Meskipun optimis, analis yakin Inpex akhirnya harus menunda proyek Masela ketika mereka telah mengamankan persetujuan penilaian dampak lingkungan (Amdal) dan bertemu komitmen lain di bawah kontraknya.
“Apa yang akan dilakukan pemerintah jika sampai keadaan itu,” tanya salah satu sumber industri di Jakarta.
Untuk saat ini ia mengatakan, “Inpex harus terlihat berupaya mempertahankan nilai ladang gas tersebut.
“Mereka tidak dapat menguasai situasinya sedang memburuk, pemegang saham tidak akan bahagia.”
Masela bukanlah sumber gas pertama Indonesia yang terancam membeku.

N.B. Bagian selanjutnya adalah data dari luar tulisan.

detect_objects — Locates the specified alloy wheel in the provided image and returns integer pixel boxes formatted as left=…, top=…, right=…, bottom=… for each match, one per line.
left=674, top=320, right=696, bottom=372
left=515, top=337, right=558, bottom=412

Di tepi Laut China Selatan yaitu Natuna, ada ladang gas Natuna D Alpha, yang ditinggalkan begitu saja.
Natuna D Alpha dulunya ditemukan oleh perusahaan Italia Eni di tahun 1973 dan diperkirakan menyimpan 46 juta kaki kubik gas yang dapat diperoleh kembali.
Meskipun raksasa migas AS ExxonMobil dan Petamina sudah membentuk tim gabungan guna mengembangkan blok Natuna di pertengahan tahun 1990-an, mereka tidak pernah berhasil mencapai dasar lautnya karena biaya tinggi memisahkan jumlah karbon dioksida yang sangat tinggi mencapai tingkat abnormal.
Shell telah menginginkan Masela sejak pemerintahan baru Jokowi bersikeras membangun fasilitas proses di darat tahun 2015 guna mengembangkan pembangunan di Indonesia timur yang masih kurang.